From 2c866186b08049a9ee8bc6fd0631ac1b0922d56d Mon Sep 17 00:00:00 2001
From: =?UTF-8?q?Jan=20B=C3=B6hmer?= <jan.h.boehmer@gmx.de>
Date: Wed, 11 Sep 2019 17:00:03 +0200
Subject: [PATCH] Check permission when changing permissions for users.

---
 config/permissions.yaml    | 4 ++--
 src/Form/UserAdminForm.php | 2 +-
 2 files changed, 3 insertions(+), 3 deletions(-)

diff --git a/config/permissions.yaml b/config/permissions.yaml
index 5dad5f3b..47ba61e2 100644
--- a/config/permissions.yaml
+++ b/config/permissions.yaml
@@ -239,7 +239,7 @@ perms: # Here comes a list with all Permission names (they have a perm_[name] co
         bit: 4
       delete:
         label: "perm.delete"
-        alsoSet: ['read', 'edit']
+        alsoSet: ['read', 'edit_username', 'edit_infos']
         bit: 8
       edit_username:
         label: "perm.users.edit_user_name"
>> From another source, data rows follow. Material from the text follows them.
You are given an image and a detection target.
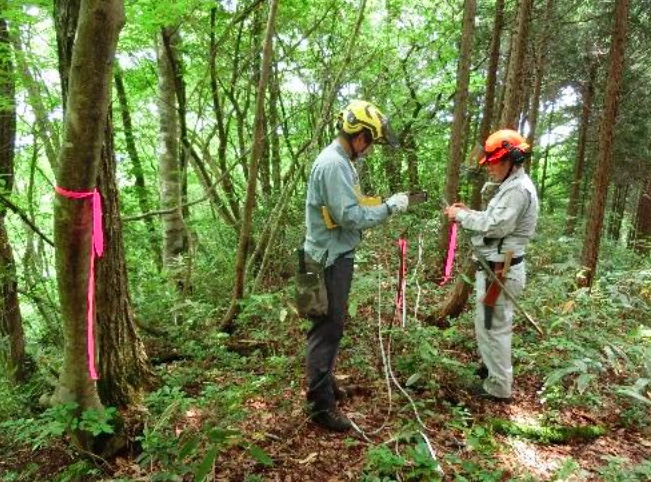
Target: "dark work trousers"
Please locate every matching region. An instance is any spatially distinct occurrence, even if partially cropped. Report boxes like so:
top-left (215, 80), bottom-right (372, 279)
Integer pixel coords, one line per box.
top-left (307, 258), bottom-right (354, 411)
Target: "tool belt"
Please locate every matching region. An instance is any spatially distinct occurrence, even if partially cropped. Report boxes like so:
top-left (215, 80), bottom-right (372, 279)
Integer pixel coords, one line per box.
top-left (477, 256), bottom-right (524, 330)
top-left (475, 256), bottom-right (524, 274)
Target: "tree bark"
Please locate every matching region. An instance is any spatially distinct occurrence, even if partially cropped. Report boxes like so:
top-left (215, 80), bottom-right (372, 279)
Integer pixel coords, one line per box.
top-left (210, 8), bottom-right (240, 221)
top-left (111, 61), bottom-right (163, 269)
top-left (221, 0), bottom-right (279, 330)
top-left (54, 0), bottom-right (82, 113)
top-left (608, 184), bottom-right (630, 241)
top-left (436, 0), bottom-right (504, 323)
top-left (633, 175), bottom-right (651, 254)
top-left (437, 0), bottom-right (477, 274)
top-left (565, 59), bottom-right (598, 236)
top-left (96, 116), bottom-right (151, 407)
top-left (0, 11), bottom-right (32, 382)
top-left (53, 0), bottom-right (124, 455)
top-left (579, 0), bottom-right (629, 287)
top-left (526, 0), bottom-right (554, 162)
top-left (499, 0), bottom-right (533, 129)
top-left (158, 29), bottom-right (189, 290)
top-left (540, 104), bottom-right (556, 206)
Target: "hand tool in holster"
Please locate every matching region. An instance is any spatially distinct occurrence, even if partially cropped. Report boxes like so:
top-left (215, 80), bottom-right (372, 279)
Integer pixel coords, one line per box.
top-left (481, 250), bottom-right (513, 330)
top-left (474, 250), bottom-right (545, 336)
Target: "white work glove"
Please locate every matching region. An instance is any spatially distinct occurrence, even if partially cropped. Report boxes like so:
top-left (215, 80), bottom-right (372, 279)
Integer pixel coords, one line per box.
top-left (386, 192), bottom-right (409, 214)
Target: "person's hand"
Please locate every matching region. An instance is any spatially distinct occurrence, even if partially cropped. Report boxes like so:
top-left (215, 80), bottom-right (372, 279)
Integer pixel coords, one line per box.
top-left (445, 203), bottom-right (468, 221)
top-left (386, 192), bottom-right (409, 214)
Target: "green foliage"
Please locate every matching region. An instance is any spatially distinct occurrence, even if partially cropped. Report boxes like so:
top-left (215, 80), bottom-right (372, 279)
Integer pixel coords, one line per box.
top-left (599, 457), bottom-right (651, 482)
top-left (0, 402), bottom-right (117, 450)
top-left (490, 419), bottom-right (606, 444)
top-left (361, 441), bottom-right (441, 482)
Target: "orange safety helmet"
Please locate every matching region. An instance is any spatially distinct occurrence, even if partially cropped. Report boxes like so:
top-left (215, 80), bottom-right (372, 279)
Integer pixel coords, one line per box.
top-left (479, 129), bottom-right (531, 165)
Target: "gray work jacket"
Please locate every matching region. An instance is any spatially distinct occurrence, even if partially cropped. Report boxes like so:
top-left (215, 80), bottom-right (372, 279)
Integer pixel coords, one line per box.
top-left (303, 140), bottom-right (389, 267)
top-left (456, 167), bottom-right (538, 261)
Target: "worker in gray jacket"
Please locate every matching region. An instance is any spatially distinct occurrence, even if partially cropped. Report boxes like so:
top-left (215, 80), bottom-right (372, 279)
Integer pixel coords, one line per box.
top-left (445, 129), bottom-right (538, 402)
top-left (303, 100), bottom-right (409, 432)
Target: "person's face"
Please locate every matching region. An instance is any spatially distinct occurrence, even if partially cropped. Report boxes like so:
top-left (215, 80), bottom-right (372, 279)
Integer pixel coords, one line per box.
top-left (486, 161), bottom-right (511, 182)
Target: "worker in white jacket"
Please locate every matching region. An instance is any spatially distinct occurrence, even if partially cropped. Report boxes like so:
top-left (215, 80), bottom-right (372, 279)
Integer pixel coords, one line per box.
top-left (445, 129), bottom-right (538, 402)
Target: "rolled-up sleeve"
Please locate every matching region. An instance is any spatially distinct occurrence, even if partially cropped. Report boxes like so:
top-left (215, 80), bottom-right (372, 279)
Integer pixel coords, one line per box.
top-left (323, 163), bottom-right (389, 230)
top-left (456, 189), bottom-right (528, 238)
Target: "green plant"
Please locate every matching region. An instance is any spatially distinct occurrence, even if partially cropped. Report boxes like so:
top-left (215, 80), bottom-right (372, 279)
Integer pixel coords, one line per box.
top-left (598, 457), bottom-right (651, 482)
top-left (361, 440), bottom-right (441, 482)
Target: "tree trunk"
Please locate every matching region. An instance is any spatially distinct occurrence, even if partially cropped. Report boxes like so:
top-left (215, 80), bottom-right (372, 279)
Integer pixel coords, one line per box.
top-left (220, 0), bottom-right (278, 330)
top-left (210, 8), bottom-right (240, 221)
top-left (633, 175), bottom-right (651, 255)
top-left (269, 69), bottom-right (283, 195)
top-left (608, 184), bottom-right (630, 241)
top-left (403, 131), bottom-right (421, 191)
top-left (438, 0), bottom-right (477, 272)
top-left (113, 61), bottom-right (163, 269)
top-left (526, 0), bottom-right (554, 164)
top-left (579, 0), bottom-right (629, 287)
top-left (54, 0), bottom-right (82, 113)
top-left (97, 116), bottom-right (151, 407)
top-left (0, 13), bottom-right (32, 382)
top-left (565, 59), bottom-right (598, 236)
top-left (540, 104), bottom-right (556, 206)
top-left (53, 0), bottom-right (124, 455)
top-left (436, 0), bottom-right (504, 322)
top-left (499, 0), bottom-right (533, 129)
top-left (158, 27), bottom-right (189, 290)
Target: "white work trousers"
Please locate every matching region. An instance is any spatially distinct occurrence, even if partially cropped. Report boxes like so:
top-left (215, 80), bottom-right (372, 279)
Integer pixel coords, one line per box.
top-left (475, 262), bottom-right (526, 398)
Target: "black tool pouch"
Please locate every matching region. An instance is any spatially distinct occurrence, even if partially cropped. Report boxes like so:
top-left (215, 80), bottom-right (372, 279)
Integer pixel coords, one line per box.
top-left (296, 249), bottom-right (328, 318)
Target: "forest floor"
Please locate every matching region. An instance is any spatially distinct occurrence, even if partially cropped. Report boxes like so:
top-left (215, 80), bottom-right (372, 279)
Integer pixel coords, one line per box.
top-left (0, 217), bottom-right (651, 482)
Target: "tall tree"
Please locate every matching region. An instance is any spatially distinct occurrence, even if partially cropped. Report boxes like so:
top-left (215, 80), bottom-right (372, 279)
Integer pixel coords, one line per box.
top-left (0, 7), bottom-right (30, 381)
top-left (436, 0), bottom-right (504, 320)
top-left (438, 0), bottom-right (477, 268)
top-left (526, 0), bottom-right (555, 155)
top-left (53, 0), bottom-right (124, 453)
top-left (96, 115), bottom-right (151, 407)
top-left (565, 57), bottom-right (598, 236)
top-left (221, 0), bottom-right (279, 330)
top-left (633, 175), bottom-right (651, 254)
top-left (579, 0), bottom-right (630, 287)
top-left (499, 0), bottom-right (533, 129)
top-left (157, 27), bottom-right (189, 289)
top-left (114, 61), bottom-right (163, 269)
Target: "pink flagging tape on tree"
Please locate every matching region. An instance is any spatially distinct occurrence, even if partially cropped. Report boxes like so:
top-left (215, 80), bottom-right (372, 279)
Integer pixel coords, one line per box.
top-left (396, 237), bottom-right (407, 323)
top-left (440, 223), bottom-right (459, 286)
top-left (54, 186), bottom-right (104, 380)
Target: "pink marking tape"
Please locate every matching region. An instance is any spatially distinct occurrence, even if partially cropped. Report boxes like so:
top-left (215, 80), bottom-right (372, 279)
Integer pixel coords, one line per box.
top-left (54, 186), bottom-right (104, 380)
top-left (440, 223), bottom-right (459, 286)
top-left (396, 237), bottom-right (407, 323)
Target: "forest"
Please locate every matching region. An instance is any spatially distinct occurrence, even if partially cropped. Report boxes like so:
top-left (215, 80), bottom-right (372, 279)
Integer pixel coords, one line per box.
top-left (0, 0), bottom-right (651, 482)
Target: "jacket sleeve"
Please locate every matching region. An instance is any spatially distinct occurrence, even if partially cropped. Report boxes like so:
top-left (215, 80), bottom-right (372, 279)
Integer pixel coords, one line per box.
top-left (457, 189), bottom-right (529, 238)
top-left (323, 162), bottom-right (389, 230)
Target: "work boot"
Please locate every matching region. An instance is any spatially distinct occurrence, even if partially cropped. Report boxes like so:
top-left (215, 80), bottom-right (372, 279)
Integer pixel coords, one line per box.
top-left (310, 407), bottom-right (352, 432)
top-left (332, 377), bottom-right (352, 402)
top-left (468, 385), bottom-right (513, 404)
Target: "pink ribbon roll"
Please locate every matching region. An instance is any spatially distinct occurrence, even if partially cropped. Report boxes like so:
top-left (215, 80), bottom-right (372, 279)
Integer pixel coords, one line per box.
top-left (440, 223), bottom-right (459, 286)
top-left (54, 186), bottom-right (104, 380)
top-left (396, 237), bottom-right (407, 314)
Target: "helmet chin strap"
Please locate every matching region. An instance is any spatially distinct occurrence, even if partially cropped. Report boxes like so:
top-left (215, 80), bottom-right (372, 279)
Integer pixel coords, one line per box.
top-left (500, 161), bottom-right (515, 184)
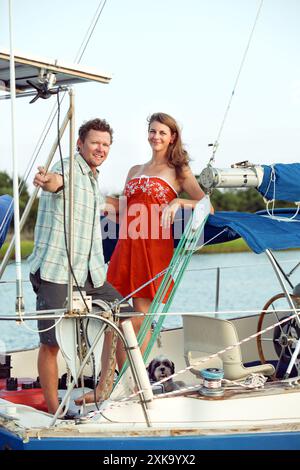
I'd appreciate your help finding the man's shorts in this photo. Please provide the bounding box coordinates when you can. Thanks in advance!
[30,270,134,346]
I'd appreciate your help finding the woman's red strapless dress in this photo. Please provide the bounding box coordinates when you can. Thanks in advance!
[107,176,177,301]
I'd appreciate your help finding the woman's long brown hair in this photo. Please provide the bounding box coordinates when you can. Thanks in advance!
[148,113,190,179]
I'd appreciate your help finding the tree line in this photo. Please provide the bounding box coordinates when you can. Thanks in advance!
[0,172,294,234]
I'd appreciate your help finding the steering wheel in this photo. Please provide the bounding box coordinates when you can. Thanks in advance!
[256,292,300,378]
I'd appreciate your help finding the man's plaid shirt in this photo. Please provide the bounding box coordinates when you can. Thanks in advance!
[29,154,105,287]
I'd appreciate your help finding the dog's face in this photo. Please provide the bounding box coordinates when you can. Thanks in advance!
[147,356,175,382]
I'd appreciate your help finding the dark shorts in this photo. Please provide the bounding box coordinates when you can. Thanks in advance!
[30,270,134,346]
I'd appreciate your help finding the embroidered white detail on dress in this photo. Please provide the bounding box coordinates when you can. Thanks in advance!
[125,177,172,204]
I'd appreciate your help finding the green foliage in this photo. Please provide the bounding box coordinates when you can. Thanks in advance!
[0,171,38,232]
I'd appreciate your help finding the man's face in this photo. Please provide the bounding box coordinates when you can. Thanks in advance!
[77,129,111,175]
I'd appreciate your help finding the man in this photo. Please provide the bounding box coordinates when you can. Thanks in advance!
[29,119,132,413]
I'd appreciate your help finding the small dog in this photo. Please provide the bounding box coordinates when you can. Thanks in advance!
[147,356,184,392]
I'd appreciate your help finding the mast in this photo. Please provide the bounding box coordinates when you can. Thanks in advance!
[8,0,24,314]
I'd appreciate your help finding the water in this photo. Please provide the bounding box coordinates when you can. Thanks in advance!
[0,251,300,351]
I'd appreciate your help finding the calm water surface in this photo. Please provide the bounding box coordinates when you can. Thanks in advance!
[0,251,300,350]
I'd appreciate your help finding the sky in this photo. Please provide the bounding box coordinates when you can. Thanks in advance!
[0,0,300,194]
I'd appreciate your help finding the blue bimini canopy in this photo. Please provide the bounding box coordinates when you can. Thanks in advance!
[0,194,14,248]
[258,163,300,202]
[205,209,300,253]
[101,209,300,262]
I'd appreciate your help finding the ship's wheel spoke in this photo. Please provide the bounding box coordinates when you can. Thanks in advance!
[257,293,300,378]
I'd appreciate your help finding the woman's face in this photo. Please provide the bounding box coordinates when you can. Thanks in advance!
[148,121,175,153]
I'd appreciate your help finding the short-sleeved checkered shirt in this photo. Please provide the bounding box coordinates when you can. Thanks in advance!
[29,154,105,287]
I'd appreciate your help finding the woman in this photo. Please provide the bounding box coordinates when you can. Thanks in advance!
[107,113,204,368]
[76,113,209,404]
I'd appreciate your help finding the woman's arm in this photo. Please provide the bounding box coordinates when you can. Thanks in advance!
[103,165,140,219]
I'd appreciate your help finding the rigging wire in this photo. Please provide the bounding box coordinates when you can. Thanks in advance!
[208,0,264,165]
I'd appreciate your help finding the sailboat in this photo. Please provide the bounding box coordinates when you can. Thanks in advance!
[0,3,300,450]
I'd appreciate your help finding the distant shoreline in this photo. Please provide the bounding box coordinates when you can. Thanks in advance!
[0,238,250,260]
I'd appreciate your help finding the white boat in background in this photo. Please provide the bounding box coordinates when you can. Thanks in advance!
[0,2,300,451]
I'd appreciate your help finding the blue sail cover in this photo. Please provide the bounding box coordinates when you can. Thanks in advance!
[258,163,300,202]
[0,194,14,248]
[101,209,300,262]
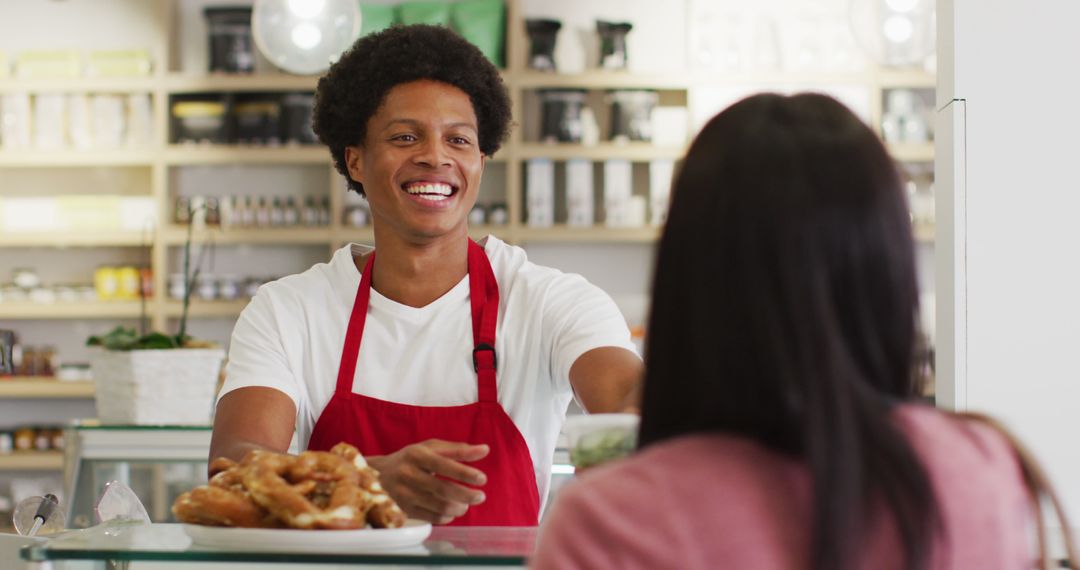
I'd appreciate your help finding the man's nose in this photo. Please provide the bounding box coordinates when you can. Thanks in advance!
[414,137,450,167]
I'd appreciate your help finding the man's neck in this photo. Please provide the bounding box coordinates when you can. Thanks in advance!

@@ -259,7 +259,7 @@ perms: # Here comes a list with all Permission names (they have a perm_[name] co
         bit: 12
       set_password:
         label: "perm.users.set_password"
-        alsoSet: 'set_read'
+        alsoSet: 'read'
         bit: 14
       change_user_settings:
         label: "perm.users.change_user_settings"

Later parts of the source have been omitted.